L’allarme lo lancia Confagricoltura Toscana che vuole fare chiarezza sulle notizie dei rincari dei generi alimentari.
“I prezzi all’origine delle produzioni agricole primarie sono in netto e costante calo da anni - precisa Francesco Miari Fulcis, presidente di Confagricoltura Toscana - a farne le spese sono gli agricoltori che perdono redditività costantemente tutti gli anni”.

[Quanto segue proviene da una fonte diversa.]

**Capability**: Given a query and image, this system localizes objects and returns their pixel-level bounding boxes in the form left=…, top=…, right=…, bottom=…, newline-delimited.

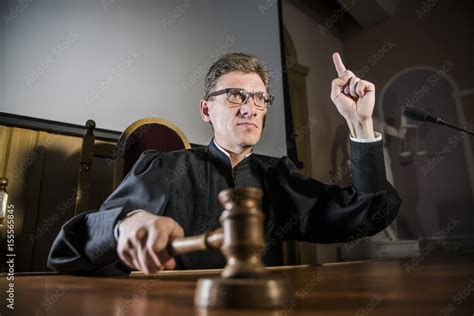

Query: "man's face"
left=201, top=71, right=267, bottom=153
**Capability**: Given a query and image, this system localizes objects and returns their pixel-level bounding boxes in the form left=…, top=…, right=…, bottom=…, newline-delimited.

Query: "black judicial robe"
left=48, top=140, right=401, bottom=274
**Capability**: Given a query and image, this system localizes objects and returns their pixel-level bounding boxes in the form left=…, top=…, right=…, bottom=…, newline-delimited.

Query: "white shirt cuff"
left=349, top=132, right=382, bottom=143
left=114, top=210, right=143, bottom=241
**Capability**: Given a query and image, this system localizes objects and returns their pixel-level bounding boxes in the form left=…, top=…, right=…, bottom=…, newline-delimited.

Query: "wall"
left=0, top=0, right=286, bottom=155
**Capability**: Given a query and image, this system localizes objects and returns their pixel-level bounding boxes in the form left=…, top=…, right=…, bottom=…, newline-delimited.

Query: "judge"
left=48, top=53, right=400, bottom=274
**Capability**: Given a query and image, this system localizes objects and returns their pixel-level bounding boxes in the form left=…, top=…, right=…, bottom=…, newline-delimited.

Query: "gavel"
left=168, top=187, right=291, bottom=308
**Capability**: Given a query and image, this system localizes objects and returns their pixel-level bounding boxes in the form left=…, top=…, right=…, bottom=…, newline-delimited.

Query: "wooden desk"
left=1, top=255, right=474, bottom=316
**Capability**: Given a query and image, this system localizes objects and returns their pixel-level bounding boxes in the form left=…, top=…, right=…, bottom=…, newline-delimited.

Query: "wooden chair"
left=74, top=120, right=121, bottom=215
left=117, top=118, right=191, bottom=176
left=75, top=118, right=191, bottom=215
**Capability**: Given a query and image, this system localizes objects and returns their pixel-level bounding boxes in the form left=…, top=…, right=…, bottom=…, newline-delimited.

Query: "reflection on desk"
left=1, top=255, right=474, bottom=316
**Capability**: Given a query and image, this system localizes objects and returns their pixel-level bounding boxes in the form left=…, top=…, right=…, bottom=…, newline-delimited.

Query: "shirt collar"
left=212, top=138, right=253, bottom=159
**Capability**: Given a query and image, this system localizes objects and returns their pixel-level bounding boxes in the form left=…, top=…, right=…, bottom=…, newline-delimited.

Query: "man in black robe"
left=48, top=53, right=401, bottom=274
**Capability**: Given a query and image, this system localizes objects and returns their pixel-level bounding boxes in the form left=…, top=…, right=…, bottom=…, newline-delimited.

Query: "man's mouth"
left=237, top=122, right=258, bottom=128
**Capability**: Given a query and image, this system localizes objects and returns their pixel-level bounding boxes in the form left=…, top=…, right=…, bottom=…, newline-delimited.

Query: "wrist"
left=346, top=117, right=375, bottom=139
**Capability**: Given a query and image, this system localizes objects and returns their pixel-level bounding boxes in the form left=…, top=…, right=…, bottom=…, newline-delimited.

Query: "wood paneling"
left=0, top=126, right=114, bottom=272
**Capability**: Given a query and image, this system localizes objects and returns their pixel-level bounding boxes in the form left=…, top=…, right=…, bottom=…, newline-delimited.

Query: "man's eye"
left=255, top=94, right=267, bottom=102
left=229, top=91, right=245, bottom=102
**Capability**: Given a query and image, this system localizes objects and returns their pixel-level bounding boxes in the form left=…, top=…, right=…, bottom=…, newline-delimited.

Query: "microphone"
left=403, top=105, right=474, bottom=135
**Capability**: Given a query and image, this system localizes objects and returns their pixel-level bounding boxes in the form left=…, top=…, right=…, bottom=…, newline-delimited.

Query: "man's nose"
left=240, top=96, right=257, bottom=116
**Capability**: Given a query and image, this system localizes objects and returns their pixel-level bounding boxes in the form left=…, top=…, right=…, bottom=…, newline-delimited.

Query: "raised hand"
left=331, top=52, right=375, bottom=138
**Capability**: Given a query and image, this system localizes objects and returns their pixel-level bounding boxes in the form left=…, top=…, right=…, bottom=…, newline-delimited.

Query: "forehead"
left=216, top=71, right=266, bottom=91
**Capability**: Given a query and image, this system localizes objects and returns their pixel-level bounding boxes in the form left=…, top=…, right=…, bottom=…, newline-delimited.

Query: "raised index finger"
left=332, top=52, right=346, bottom=77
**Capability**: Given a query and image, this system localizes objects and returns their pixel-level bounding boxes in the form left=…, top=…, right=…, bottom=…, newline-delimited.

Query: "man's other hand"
left=117, top=210, right=184, bottom=274
left=331, top=52, right=375, bottom=139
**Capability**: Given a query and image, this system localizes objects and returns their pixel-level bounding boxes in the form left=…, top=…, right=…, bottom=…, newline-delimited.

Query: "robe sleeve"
left=48, top=151, right=168, bottom=275
left=272, top=140, right=401, bottom=243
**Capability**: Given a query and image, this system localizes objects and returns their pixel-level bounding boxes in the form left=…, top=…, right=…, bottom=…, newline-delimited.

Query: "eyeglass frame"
left=204, top=88, right=275, bottom=108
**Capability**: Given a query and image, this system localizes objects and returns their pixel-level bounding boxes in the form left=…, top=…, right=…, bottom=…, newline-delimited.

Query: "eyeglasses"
left=204, top=88, right=275, bottom=109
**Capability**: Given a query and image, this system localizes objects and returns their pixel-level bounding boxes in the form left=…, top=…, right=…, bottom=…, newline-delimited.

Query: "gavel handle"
left=168, top=228, right=224, bottom=257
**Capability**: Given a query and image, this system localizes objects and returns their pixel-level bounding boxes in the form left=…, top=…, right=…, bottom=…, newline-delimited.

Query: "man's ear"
left=199, top=100, right=211, bottom=123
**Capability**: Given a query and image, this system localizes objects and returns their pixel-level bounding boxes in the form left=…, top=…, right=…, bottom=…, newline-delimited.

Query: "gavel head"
left=218, top=187, right=266, bottom=278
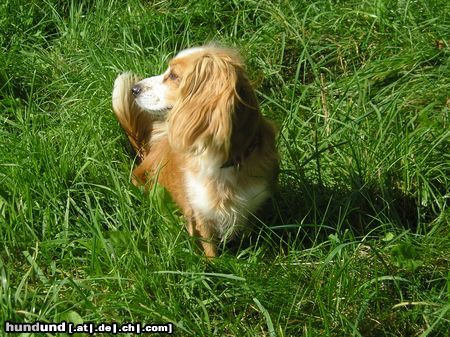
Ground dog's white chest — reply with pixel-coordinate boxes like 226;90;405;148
186;169;269;236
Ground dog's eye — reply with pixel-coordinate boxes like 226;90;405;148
167;72;178;81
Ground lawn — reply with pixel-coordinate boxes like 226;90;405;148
0;0;450;337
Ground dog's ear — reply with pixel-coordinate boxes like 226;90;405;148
169;52;260;160
169;54;237;158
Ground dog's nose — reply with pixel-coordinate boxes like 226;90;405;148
131;85;142;96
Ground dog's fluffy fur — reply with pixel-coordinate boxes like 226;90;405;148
112;46;278;257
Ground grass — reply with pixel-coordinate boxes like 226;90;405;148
0;0;450;337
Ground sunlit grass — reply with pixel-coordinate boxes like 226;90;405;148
0;0;450;336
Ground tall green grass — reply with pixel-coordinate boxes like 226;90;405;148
0;0;450;336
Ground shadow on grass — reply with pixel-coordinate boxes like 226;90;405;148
227;173;420;253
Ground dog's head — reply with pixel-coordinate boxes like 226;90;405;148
132;46;261;159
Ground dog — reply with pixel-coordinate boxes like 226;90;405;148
112;45;279;258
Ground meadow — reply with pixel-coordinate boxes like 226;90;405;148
0;0;450;337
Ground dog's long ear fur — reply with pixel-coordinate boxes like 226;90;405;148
168;50;260;160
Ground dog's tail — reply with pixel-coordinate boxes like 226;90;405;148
112;72;152;158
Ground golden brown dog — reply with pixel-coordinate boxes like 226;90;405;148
112;46;278;257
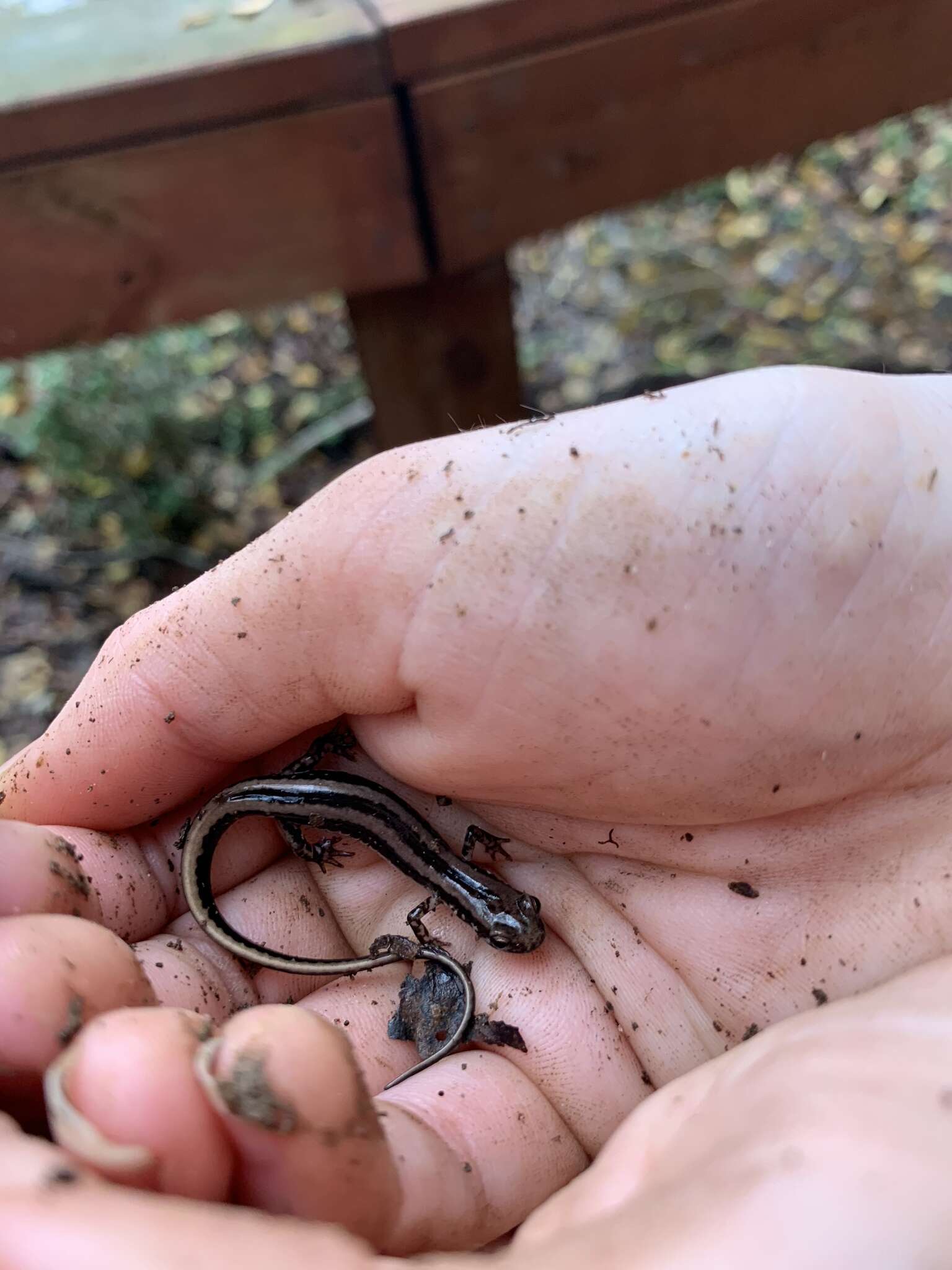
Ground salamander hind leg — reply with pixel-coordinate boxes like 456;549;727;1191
406;895;449;949
278;820;353;873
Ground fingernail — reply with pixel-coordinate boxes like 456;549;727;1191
43;1048;156;1177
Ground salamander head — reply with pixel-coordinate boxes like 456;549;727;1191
486;894;546;952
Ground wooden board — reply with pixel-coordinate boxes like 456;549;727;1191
350;260;527;448
376;0;717;81
0;98;424;358
414;0;952;270
0;0;390;164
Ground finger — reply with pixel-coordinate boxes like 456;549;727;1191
0;1186;373;1270
0;1112;99;1195
11;368;952;827
45;1010;231;1200
47;1006;585;1253
1;421;442;828
0;916;155;1120
517;957;952;1270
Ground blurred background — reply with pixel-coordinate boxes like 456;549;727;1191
0;105;952;760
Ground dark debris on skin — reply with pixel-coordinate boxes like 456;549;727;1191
387;955;527;1058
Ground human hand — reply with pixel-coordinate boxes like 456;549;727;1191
0;959;952;1270
0;370;952;1251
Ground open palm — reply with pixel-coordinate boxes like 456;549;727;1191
0;370;952;1252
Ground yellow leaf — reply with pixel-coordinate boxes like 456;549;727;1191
291;362;324;389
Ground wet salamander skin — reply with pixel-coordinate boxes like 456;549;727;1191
182;771;546;1088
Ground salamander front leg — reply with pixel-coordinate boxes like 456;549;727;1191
459;824;513;859
278;820;353;873
406;895;449;949
276;724;356;776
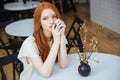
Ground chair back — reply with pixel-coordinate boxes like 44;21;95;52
0;53;23;80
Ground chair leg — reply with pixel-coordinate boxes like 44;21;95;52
0;66;7;80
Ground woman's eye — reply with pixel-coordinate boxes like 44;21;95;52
43;18;47;20
52;16;57;19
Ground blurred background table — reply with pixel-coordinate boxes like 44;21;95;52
32;53;120;80
4;1;40;21
5;18;34;37
4;1;40;11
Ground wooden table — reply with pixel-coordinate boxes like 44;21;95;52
5;18;34;37
32;53;120;80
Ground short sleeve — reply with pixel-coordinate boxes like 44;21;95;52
18;36;39;60
63;35;68;44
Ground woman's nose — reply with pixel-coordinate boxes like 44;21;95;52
50;18;54;24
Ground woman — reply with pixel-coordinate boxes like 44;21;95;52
18;2;67;80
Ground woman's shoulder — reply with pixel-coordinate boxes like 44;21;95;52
19;36;39;56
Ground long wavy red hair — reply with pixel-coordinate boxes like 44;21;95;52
33;2;60;62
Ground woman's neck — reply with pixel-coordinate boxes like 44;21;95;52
44;31;52;42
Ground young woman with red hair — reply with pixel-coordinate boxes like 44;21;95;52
18;2;67;80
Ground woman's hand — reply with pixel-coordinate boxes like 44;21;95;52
52;19;66;41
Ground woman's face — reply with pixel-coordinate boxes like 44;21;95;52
40;8;57;31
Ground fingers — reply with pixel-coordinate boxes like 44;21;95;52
54;19;66;31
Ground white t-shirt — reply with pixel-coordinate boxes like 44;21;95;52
18;35;67;80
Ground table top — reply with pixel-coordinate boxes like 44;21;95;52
4;1;40;11
32;53;120;80
5;18;34;37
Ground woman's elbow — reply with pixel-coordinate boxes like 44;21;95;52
42;73;51;78
60;64;67;69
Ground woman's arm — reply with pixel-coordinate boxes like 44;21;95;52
58;35;68;68
30;42;59;77
30;21;62;77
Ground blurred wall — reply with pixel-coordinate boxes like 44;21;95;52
90;0;120;34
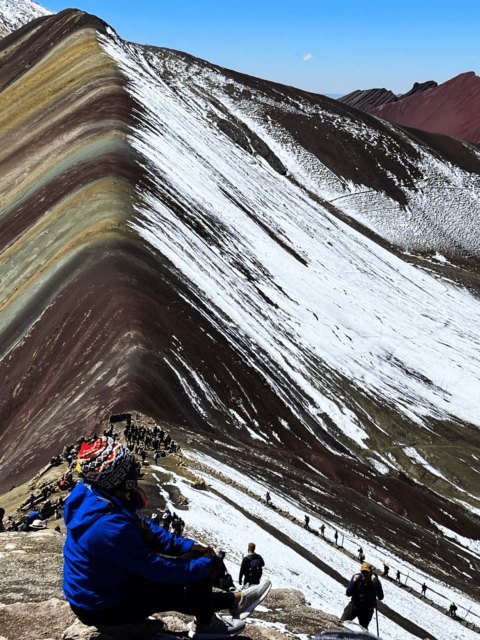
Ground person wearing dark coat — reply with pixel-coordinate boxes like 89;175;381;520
238;542;265;585
341;562;383;629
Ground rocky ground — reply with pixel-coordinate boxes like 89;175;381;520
0;424;343;640
0;531;342;640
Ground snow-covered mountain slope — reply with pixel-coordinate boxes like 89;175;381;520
149;452;480;640
0;10;480;616
97;32;480;502
0;0;54;36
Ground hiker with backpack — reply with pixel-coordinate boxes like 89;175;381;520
63;438;271;640
212;549;236;591
340;562;383;629
238;542;265;585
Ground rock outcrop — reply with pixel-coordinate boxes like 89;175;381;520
369;71;480;144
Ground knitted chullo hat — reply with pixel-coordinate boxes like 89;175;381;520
77;438;135;489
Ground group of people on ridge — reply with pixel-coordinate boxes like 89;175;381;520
63;437;271;640
0;424;462;640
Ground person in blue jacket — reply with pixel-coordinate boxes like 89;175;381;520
63;437;271;640
341;562;383;629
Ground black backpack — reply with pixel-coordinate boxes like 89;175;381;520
248;555;262;584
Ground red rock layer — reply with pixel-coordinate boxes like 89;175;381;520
369;71;480;143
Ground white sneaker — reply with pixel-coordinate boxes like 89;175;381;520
230;580;272;620
188;613;245;640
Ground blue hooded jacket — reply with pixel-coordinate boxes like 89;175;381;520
63;482;210;610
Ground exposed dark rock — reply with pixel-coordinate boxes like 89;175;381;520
338;89;398;111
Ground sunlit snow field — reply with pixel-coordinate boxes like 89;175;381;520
152;454;480;640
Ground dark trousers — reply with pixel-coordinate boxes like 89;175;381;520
340;602;373;629
70;576;235;626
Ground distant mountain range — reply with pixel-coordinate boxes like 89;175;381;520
339;80;438;111
339;71;480;143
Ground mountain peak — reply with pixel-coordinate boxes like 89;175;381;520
0;0;55;37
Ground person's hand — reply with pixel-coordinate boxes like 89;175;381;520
203;547;217;560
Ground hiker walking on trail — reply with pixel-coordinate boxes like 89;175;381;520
63;438;271;640
341;562;383;629
238;542;265;585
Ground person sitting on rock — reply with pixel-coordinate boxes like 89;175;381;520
340;562;383;629
63;438;271;640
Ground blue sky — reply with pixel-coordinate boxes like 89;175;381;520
43;0;480;94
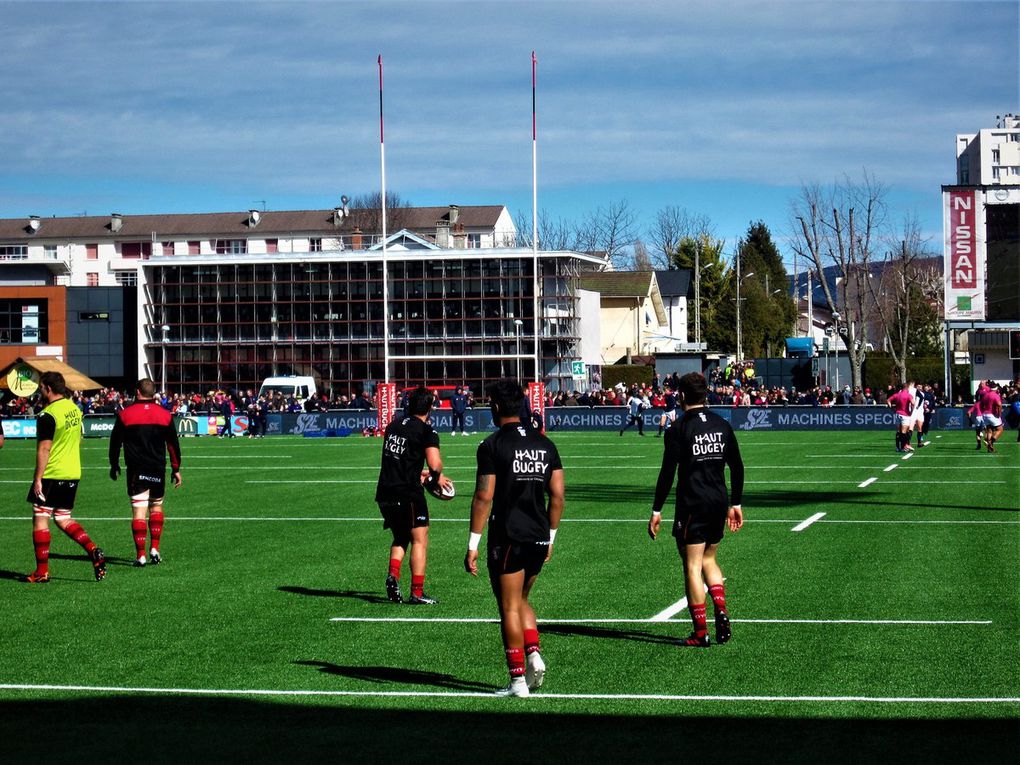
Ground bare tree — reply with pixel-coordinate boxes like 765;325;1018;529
574;199;638;270
648;205;713;270
793;170;886;387
868;216;942;383
513;209;574;250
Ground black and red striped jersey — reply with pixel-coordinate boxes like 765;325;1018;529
110;399;181;472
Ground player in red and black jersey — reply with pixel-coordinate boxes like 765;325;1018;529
110;378;181;566
648;372;744;648
375;388;450;606
464;379;563;696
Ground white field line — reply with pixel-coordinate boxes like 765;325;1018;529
0;683;1020;705
789;513;825;531
0;516;1020;526
329;616;992;626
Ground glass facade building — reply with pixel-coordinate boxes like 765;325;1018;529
138;249;603;396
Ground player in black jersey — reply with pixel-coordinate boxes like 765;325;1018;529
648;372;744;648
464;379;563;696
375;388;450;606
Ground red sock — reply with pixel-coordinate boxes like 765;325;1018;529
411;574;425;598
63;520;96;553
149;510;163;551
691;603;708;638
708;584;726;613
507;648;524;677
131;518;146;558
524;629;539;656
32;528;50;574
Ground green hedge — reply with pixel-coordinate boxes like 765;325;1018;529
602;364;655;389
864;351;950;389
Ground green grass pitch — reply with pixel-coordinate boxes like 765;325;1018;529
0;431;1020;763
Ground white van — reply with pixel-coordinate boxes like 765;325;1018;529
258;374;317;401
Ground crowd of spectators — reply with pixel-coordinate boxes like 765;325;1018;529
4;375;1020;416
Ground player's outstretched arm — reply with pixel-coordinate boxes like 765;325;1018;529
464;475;496;576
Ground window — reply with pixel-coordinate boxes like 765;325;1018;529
216;239;248;255
120;242;152;259
0;298;49;345
0;245;29;260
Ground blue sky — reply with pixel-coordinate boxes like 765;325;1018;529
0;0;1020;263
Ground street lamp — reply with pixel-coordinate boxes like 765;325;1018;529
159;324;170;395
832;311;840;391
513;319;524;384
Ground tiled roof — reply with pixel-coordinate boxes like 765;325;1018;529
580;271;655;298
0;205;504;242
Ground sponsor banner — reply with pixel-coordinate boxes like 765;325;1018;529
527;383;546;432
730;406;897;430
942;194;985;321
82;414;116;439
375;383;397;436
3;417;36;439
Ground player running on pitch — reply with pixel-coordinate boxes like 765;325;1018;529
24;372;106;583
648;372;744;648
888;381;914;452
109;377;181;567
375;388;450;606
464;379;563;697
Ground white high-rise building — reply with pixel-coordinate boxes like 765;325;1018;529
957;114;1020;186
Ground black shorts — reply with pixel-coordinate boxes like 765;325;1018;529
378;497;428;537
27;478;78;510
126;470;166;502
673;508;726;545
486;542;549;589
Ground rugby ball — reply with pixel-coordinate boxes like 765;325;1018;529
425;480;457;501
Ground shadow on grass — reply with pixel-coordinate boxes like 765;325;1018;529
294;661;496;693
276;587;390;603
542;624;686;646
0;695;1007;764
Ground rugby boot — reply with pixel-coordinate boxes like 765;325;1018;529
524;651;546;691
680;632;712;648
496;677;531;699
89;547;106;581
386;574;404;603
407;593;439;606
715;611;732;646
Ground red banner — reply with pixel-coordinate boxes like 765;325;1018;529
527;383;546;432
375;383;397;436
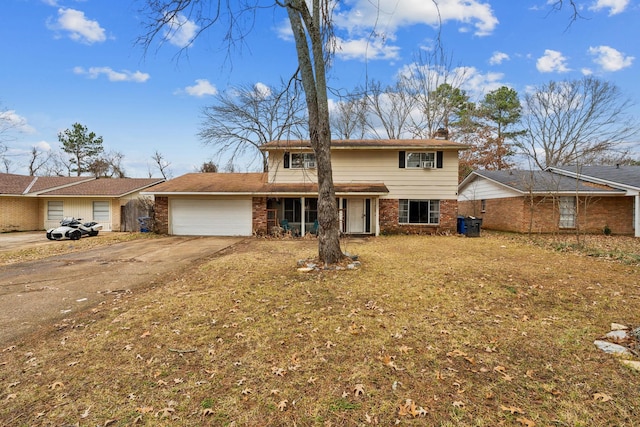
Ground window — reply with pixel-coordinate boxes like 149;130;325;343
291;153;316;169
407;153;436;169
47;201;64;221
284;199;302;222
558;196;576;228
93;202;109;221
398;199;440;224
304;198;318;223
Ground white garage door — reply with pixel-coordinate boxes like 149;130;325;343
170;199;252;236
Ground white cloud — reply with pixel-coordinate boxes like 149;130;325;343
33;141;51;151
253;82;271;98
336;38;400;60
335;0;498;37
589;46;635;71
73;67;151;83
589;0;629;16
456;67;506;99
48;8;107;44
181;79;218;98
536;49;570;73
164;14;200;48
0;110;36;133
489;52;511;65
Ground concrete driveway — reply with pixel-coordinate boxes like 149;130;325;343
0;233;242;345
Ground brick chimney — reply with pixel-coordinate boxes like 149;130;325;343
434;128;449;139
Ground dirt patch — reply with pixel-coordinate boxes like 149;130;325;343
0;236;241;343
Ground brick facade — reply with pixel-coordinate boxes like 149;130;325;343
379;199;458;234
251;197;268;236
153;196;169;234
0;197;42;232
458;197;634;234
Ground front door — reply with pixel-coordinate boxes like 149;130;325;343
347;199;367;234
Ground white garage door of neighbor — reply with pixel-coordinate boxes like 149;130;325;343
171;199;252;236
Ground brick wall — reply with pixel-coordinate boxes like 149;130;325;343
380;199;458;234
0;197;39;232
251;197;267;236
153;196;169;234
458;197;633;234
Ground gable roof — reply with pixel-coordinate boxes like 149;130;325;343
260;139;469;151
0;173;95;195
459;170;624;195
143;172;389;195
40;178;164;197
0;173;164;197
547;165;640;190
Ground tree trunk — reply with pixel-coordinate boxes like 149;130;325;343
285;0;343;264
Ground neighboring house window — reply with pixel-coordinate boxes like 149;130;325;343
398;151;444;169
304;198;318;223
284;152;316;169
398;199;440;224
407;153;436;169
558;196;576;228
284;199;302;222
93;202;109;221
47;201;64;221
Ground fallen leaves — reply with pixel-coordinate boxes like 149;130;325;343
593;393;613;402
398;399;429;418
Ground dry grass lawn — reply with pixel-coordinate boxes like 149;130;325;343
0;234;640;426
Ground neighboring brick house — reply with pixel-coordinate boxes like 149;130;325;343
0;173;164;232
144;139;467;235
458;166;640;237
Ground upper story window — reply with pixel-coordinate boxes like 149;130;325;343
558;196;576;228
398;151;444;169
47;200;64;221
407;153;436;169
284;152;316;169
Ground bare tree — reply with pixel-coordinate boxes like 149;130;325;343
149;150;171;179
27;145;51;176
198;160;218;173
87;151;126;178
140;0;343;264
515;77;638;169
331;94;367;139
198;84;306;172
363;79;417;139
401;45;467;138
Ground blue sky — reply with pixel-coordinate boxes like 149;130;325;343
0;0;640;177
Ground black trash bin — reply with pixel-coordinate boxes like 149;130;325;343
457;215;467;234
464;216;482;237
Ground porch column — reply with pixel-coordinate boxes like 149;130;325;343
633;193;640;237
300;197;306;236
371;197;380;236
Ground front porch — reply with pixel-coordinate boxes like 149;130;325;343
254;196;380;236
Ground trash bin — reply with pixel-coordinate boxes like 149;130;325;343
456;215;467;234
138;216;151;233
464;216;482;237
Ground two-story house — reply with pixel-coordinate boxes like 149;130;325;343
145;139;467;236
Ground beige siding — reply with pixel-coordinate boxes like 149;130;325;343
0;197;41;232
458;178;521;202
41;197;120;231
269;150;458;199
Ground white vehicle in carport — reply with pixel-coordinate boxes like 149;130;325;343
47;217;102;240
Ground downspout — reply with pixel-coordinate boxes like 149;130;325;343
300;197;307;236
633;193;640;237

Secondo le rilevazioni Ismea e della Camera di Commercio di Bologna, i prodotti all’origine, dal 2012 al 2017, hanno subito una contrazione dei prezzi (indice di prezzo = 100) del 5% sulla frutta, da 136,6 a 129,35, del 3,5% sugli ortaggi, da 121 a 116,8, dell’8% per il frumento duro (prezzo €/t) da 250 a 230, del 28,8% per il frumento tenero (prezzo €/t) da 260 a 185. Questo al di là di alcuni picchi mensili, come per tantissimi prodotti di prima necessità.
Da questa analisi di mercato dei prezzi, “gli agricoltori - continua Miari Fulcis - risultano doppiamente penalizzati, da un lato l’inflazione dall’altro la contrazione di consumi dovuta a rincari alla distribuzione finale. Solo per fare un esempio: per fare colazione al bar (pasta e cappuccino) l’agricoltore deve allevare e vendere l’equivalente di un pollo intero. Gli agricoltori devono riappropriarsi della loro redditività che deve permettere la prosecuzione delle attività, effettuare gli investimenti necessari utili anche per il mantenimento del paesaggio e di tutto l’ambiente rurale”.